Grant is communion only for believers? Can unbelievers take communion or is that taking it unworthily? What is required of a Christian before taking communion? Is it just recognizing any unconfessed sin and asking forgiveness for it? Thanks
Scott, the issue in this chapter has to do with the manner of taking communion and not whether we are personally worthy for none of us are.
Grant when a pastor is directing communion during a church service shouldn’t he state that partaking in communion is only for believers and that unbelievers should abstain? And shouldn’t the pastor proclaim that believers should examine themselves and deal with any unconfessed sin before partaking in communion? Thanks
Scott, yes on both. However, the explanation of communion is for believers only should be done delicately.
Hi Grant, what is your interpretation of (2 Corinthians 13:5 Examine yourselves, whether ye be in the faith; prove your own selves. Know ye not your own selves, how that Jesus Christ is in you, except ye be reprobates?)?
Is this a call to examine your fruits or works as a test for the authenticity of ones profession of faith?
Scott, this verse probably refers to a challenge to test the Corinthians’ faith in terms of sanctification. This is similar to 1 Co 16:13. Paul had used the negative use for “test” or “prove” in 1 Co 9:27, “disapproved.” That is, disapproved for service. See my study there.
Thus, faith here is not objective faith rooted in doctrine but subjective trust in what God says. It is the living faith of the believer who faithfully walks according to God’s Word.
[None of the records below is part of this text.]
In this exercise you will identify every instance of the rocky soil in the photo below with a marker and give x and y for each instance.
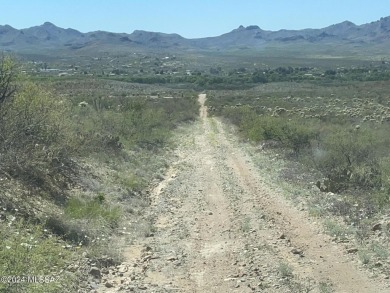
(219, 227)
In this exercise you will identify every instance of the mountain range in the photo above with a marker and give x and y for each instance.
(48, 37)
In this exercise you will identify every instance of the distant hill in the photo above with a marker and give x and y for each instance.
(48, 37)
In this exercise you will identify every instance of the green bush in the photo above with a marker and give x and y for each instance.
(33, 147)
(293, 134)
(348, 158)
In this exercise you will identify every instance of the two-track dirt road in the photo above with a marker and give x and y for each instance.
(218, 227)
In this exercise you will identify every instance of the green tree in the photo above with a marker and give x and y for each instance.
(7, 78)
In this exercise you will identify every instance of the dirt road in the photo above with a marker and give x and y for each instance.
(218, 227)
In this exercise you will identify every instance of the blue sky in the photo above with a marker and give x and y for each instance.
(189, 18)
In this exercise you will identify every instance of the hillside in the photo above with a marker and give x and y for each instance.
(48, 37)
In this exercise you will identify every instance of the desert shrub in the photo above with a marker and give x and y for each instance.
(348, 158)
(293, 134)
(33, 147)
(27, 248)
(95, 208)
(8, 75)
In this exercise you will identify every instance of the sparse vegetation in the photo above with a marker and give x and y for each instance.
(50, 147)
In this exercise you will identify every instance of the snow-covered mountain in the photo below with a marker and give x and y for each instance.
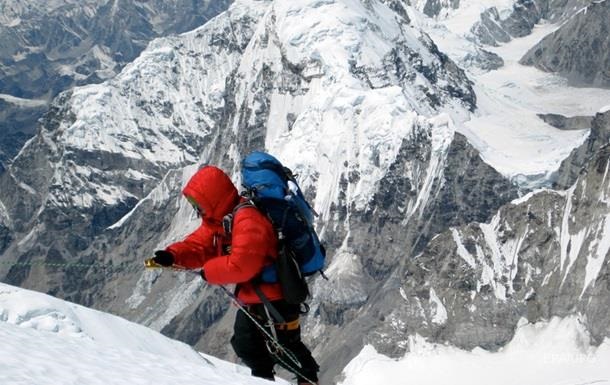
(49, 46)
(579, 50)
(407, 133)
(49, 341)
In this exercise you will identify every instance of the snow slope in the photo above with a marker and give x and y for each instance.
(553, 352)
(506, 128)
(49, 341)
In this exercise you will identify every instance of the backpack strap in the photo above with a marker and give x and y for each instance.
(273, 314)
(227, 220)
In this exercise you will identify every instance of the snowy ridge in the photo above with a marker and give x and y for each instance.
(359, 107)
(49, 341)
(549, 352)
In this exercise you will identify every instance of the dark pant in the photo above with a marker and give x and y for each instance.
(250, 343)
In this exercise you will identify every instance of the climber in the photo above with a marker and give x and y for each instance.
(238, 259)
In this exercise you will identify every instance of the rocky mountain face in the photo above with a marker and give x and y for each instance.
(580, 157)
(540, 256)
(423, 236)
(501, 25)
(50, 46)
(579, 49)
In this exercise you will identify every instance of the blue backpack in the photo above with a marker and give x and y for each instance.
(273, 189)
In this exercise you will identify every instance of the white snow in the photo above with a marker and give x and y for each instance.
(439, 312)
(505, 128)
(46, 341)
(546, 353)
(598, 252)
(461, 250)
(23, 102)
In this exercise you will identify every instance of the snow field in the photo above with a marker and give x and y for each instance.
(47, 341)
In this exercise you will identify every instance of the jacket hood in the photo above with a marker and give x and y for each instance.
(213, 191)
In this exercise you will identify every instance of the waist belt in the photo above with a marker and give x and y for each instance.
(292, 325)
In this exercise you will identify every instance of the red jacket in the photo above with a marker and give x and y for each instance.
(252, 247)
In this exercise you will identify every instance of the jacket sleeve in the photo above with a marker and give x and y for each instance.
(195, 249)
(253, 238)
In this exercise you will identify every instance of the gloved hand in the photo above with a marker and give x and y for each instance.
(163, 258)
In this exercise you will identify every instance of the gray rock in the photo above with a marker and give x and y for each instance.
(580, 157)
(567, 123)
(493, 29)
(579, 49)
(51, 47)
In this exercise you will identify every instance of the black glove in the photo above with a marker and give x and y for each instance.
(164, 258)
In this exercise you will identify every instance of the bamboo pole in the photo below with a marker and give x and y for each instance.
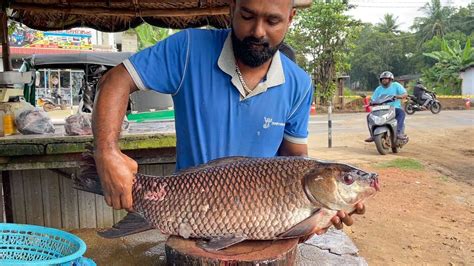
(7, 66)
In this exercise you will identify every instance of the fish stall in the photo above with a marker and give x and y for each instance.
(37, 171)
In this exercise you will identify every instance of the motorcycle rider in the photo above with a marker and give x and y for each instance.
(420, 92)
(390, 87)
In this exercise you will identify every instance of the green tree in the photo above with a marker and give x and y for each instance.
(389, 24)
(435, 22)
(463, 20)
(444, 75)
(377, 51)
(322, 36)
(149, 35)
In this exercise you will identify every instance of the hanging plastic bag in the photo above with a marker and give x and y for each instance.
(30, 122)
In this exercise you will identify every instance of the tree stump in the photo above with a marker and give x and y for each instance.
(180, 251)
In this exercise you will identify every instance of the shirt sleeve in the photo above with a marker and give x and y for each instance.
(401, 89)
(375, 94)
(296, 127)
(161, 67)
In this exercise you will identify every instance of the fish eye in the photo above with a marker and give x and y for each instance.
(348, 179)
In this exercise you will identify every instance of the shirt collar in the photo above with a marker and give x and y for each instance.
(275, 75)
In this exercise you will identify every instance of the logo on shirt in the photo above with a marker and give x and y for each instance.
(268, 121)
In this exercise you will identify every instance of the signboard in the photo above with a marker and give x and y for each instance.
(76, 39)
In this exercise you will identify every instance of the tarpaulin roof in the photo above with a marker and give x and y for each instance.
(119, 15)
(99, 58)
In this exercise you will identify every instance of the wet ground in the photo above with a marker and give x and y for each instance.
(148, 248)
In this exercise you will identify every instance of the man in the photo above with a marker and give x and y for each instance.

The use of the reflexive pronoun “yourselves” emphasizes the idea that they were to look more to themselves than to Paul or others (2 Co 13:3).
There is a clear assertion that Christ was “in” them, thus asserting that they were Christians.
The Greek softens the word “reprobates” to “somewhat reprobates.” That is, they failed the test of Christian living.
For the people who have asked “what if i sin and take part in bread and wine for apologizing of my sin”. You will receive your forgiveness from Lord but if you keep sinning again, Iam afraid that you will not have any progress in life.You will keep ending up in same position like a log in Well.
Richard, your point is a bit unclear to me. Do you mean that is wrong to take part in communion again if you sin after taken a previous communion that a person should not take part in the second communion?
Should a person be baptized to be a part of the Lords table
Bets, evidently not because there is no Scripture that indicates that. However, this statement does not diminish either ordinance for the local church.